Ces derniers mois, la Ville de Chandler a tenté le tout pour le tout avec un ultime effort dans une opération de sauvetage auprès du gouvernement du Québec, sans succès.

« On a fait un dernier effort en acceptant de prendre en charge le Château Dubuc, conditionnel à une subvention du gouvernement. Le ministère de la Culture s’en tenait encore à 40 000 $, ce qui ne payait même pas les frais d’architectes pour la relocalisation. C’est rire de nous autres », raconte le maire, Gilles Daraîche.

Pour sauver le bâtiment, il fallait investir entre 2,5 et 3 millions $.

« Il fallait de 400 000 $ à 500 000 $ simplement pour reculer le château. On parlait de 1 million $ pour un enrochement pour le protéger pour une quarantaine d’années, en plus de refaire le terrain et le rénover », précise l’élu.

Rencontré sur place, celui qui a effectué l’entretien du château durant une vingtaine d’années, regardait le bâtiment ayant glissé sur le rivage.  

« C’est triste. Il y a 10 ans passé, on aurait pu le sauver, mais avec les gouvernements, c’est trop lourd.
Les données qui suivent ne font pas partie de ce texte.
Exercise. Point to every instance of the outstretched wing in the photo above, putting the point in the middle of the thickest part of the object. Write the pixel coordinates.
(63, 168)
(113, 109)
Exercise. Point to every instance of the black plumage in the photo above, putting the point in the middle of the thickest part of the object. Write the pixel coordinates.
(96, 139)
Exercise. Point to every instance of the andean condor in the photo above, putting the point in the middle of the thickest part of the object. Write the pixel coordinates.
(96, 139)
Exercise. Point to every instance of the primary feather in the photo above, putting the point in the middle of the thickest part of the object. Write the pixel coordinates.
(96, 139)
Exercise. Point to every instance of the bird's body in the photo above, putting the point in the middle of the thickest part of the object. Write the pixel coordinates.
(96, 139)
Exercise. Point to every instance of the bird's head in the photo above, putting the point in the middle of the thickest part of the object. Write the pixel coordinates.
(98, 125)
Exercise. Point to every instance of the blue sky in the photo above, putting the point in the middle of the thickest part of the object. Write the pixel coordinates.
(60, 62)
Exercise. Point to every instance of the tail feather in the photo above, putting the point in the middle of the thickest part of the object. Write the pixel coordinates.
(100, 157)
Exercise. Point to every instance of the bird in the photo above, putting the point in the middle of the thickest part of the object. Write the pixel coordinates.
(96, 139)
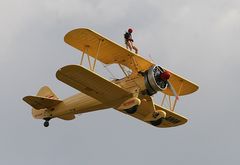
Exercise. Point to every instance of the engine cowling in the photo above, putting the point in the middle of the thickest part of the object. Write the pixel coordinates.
(153, 80)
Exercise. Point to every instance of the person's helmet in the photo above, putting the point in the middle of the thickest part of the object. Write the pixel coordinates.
(130, 30)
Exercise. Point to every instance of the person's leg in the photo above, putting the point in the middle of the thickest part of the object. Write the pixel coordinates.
(135, 48)
(128, 45)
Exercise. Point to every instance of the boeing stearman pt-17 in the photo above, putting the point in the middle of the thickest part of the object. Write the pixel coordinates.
(131, 95)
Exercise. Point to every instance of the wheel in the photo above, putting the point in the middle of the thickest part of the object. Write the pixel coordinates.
(157, 122)
(132, 110)
(46, 124)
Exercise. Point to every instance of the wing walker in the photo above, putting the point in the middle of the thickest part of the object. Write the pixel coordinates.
(131, 95)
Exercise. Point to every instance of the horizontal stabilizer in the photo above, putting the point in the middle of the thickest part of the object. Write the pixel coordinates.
(38, 102)
(92, 84)
(67, 117)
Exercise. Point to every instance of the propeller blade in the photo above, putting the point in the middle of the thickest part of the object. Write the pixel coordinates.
(173, 90)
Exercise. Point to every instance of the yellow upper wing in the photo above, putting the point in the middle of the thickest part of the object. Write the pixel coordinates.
(145, 108)
(109, 52)
(93, 85)
(39, 102)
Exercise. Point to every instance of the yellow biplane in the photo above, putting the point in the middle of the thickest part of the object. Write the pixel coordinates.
(131, 95)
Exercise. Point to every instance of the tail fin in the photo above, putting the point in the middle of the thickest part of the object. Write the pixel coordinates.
(47, 93)
(45, 99)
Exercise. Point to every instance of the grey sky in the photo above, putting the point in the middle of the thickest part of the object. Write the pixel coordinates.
(196, 39)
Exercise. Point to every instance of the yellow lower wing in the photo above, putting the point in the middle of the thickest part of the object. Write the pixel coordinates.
(91, 84)
(39, 102)
(146, 108)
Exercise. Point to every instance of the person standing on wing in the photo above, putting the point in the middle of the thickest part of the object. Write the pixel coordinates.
(129, 41)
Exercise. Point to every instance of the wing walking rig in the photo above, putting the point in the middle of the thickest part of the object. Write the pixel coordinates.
(131, 95)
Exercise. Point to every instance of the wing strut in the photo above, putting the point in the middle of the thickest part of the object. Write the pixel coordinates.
(171, 103)
(91, 65)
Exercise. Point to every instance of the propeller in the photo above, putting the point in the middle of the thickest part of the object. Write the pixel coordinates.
(169, 84)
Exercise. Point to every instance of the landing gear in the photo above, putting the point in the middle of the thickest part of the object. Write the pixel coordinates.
(132, 110)
(46, 123)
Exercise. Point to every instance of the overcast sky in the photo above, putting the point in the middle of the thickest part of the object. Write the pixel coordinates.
(196, 39)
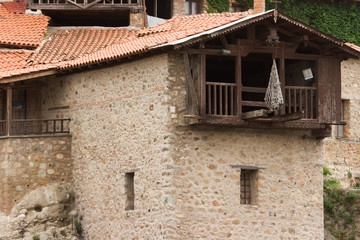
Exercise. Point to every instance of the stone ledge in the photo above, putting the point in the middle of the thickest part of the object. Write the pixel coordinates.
(38, 136)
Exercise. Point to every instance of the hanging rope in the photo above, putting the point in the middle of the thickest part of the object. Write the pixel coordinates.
(273, 97)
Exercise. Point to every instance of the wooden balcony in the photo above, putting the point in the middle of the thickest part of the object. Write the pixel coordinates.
(84, 4)
(301, 99)
(221, 99)
(25, 127)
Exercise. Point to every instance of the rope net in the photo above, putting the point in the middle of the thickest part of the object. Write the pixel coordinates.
(273, 97)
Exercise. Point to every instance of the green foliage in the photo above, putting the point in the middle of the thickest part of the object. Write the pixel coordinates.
(326, 171)
(340, 208)
(329, 206)
(335, 18)
(218, 6)
(351, 197)
(36, 237)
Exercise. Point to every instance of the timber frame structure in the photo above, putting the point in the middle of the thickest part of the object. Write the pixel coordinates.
(228, 72)
(21, 113)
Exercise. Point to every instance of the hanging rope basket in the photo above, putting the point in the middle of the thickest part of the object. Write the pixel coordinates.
(273, 97)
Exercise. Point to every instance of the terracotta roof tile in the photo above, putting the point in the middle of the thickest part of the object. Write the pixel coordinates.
(11, 61)
(68, 44)
(15, 7)
(73, 48)
(171, 30)
(22, 30)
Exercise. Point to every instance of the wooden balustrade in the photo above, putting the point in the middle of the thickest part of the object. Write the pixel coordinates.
(35, 126)
(87, 2)
(221, 99)
(301, 99)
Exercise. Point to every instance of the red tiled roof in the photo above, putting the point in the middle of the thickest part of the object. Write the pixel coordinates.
(11, 61)
(171, 30)
(21, 30)
(66, 49)
(15, 7)
(68, 44)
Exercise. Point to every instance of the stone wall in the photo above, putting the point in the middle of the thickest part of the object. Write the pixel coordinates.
(120, 123)
(129, 118)
(289, 189)
(27, 163)
(342, 154)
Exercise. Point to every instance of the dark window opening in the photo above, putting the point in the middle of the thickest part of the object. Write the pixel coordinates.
(248, 193)
(159, 8)
(129, 191)
(221, 89)
(340, 129)
(300, 87)
(255, 76)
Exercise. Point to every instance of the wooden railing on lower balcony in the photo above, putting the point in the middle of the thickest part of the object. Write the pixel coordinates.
(35, 127)
(301, 99)
(221, 99)
(122, 3)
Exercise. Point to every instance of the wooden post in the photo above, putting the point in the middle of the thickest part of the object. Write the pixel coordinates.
(203, 85)
(238, 81)
(8, 109)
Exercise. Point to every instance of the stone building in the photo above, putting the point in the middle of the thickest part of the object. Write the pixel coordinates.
(163, 133)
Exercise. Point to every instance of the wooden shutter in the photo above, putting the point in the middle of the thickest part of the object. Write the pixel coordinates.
(329, 90)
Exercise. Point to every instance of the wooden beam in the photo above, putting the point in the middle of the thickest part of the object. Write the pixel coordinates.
(28, 76)
(224, 42)
(8, 109)
(250, 34)
(262, 113)
(253, 103)
(190, 82)
(254, 89)
(281, 118)
(286, 33)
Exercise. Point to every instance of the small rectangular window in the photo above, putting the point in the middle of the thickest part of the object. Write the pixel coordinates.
(129, 191)
(339, 129)
(248, 189)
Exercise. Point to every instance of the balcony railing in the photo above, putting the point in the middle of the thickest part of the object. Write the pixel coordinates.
(35, 127)
(221, 99)
(301, 99)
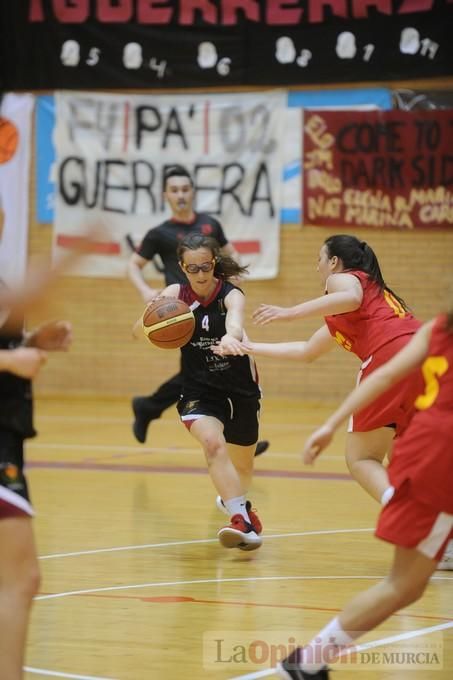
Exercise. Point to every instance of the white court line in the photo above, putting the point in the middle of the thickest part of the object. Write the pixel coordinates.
(155, 449)
(56, 674)
(360, 648)
(109, 420)
(194, 542)
(238, 579)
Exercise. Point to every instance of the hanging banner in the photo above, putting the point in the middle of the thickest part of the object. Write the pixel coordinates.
(15, 142)
(124, 44)
(391, 169)
(45, 158)
(291, 209)
(414, 100)
(112, 152)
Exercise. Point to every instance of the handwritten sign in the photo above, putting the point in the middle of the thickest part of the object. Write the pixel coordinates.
(391, 169)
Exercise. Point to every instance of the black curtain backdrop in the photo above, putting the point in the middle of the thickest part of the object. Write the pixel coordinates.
(117, 44)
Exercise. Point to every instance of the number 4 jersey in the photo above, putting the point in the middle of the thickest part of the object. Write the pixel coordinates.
(206, 373)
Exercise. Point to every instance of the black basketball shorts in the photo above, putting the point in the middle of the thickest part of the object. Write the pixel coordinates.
(14, 498)
(239, 415)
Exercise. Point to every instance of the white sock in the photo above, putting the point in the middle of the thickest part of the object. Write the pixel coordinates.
(236, 506)
(321, 650)
(387, 495)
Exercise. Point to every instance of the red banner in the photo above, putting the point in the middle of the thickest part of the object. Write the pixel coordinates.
(383, 169)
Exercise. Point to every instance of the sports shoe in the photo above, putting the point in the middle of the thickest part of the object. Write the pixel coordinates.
(142, 418)
(446, 562)
(254, 519)
(261, 447)
(221, 505)
(239, 534)
(289, 669)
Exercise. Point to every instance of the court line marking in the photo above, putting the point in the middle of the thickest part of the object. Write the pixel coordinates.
(169, 544)
(57, 674)
(109, 420)
(180, 469)
(360, 648)
(238, 579)
(184, 450)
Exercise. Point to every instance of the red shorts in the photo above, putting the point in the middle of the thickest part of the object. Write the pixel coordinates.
(396, 406)
(409, 523)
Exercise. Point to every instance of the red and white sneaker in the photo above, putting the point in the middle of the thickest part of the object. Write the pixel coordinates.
(254, 519)
(239, 534)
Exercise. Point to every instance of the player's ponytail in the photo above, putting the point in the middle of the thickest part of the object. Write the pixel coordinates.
(356, 254)
(225, 267)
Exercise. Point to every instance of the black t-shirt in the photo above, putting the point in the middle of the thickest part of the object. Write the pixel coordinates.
(164, 239)
(205, 374)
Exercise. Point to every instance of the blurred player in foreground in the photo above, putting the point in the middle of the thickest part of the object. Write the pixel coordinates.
(418, 519)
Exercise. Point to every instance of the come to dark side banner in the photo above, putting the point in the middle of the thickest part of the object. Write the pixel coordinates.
(383, 169)
(92, 44)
C’est une partie de l’histoire de Chandler qui est partie », confie Michel Rehel.

« On aurait pu le déménager il y a un mois ou deux pour peut-être 125 000 $ », affirme le propriétaire.

Témoin de plus de 100 ans d’histoire, le bâtiment exprime la présence de l’industrie du papier-journal dans l’Est-du Québec.

J. Alfred Dubuc y invitait des personnalités américaine et européenne au début du siècle dernier.

Surnommé le Roi de la pulpe, il dirigeait une multinationale qui avait des usines à Chandler, Val-Jalbert, Chicoutimi et Port-Alfred, au Saguenay-Lac-Saint-Jean et à Brooklyn, aux États-Unis.

Admis dans les hautes-sphères de la finance américaine, il a terminé sa carrière comme député à la Chambre des communes.

La tempête post-tropicale Fiona aura soufflé fort dans la région de Chandler avec des rafales enregistrées à 100 kilomètres à l’heure à la station météo de Cap-d’Espoir.

Selon Environnement Canada, il est tombé 51 millimètres de pluie à l’aéroport de Gaspé.

Outre plusieurs pannes d’électricité provoquées par les vents forts, aucun incident fâcheux n’est rapporté.

Quelques inondations mineures ont été signalées, notamment à l’Anse-au-Griffon au plus fort de la marée samedi après-midi.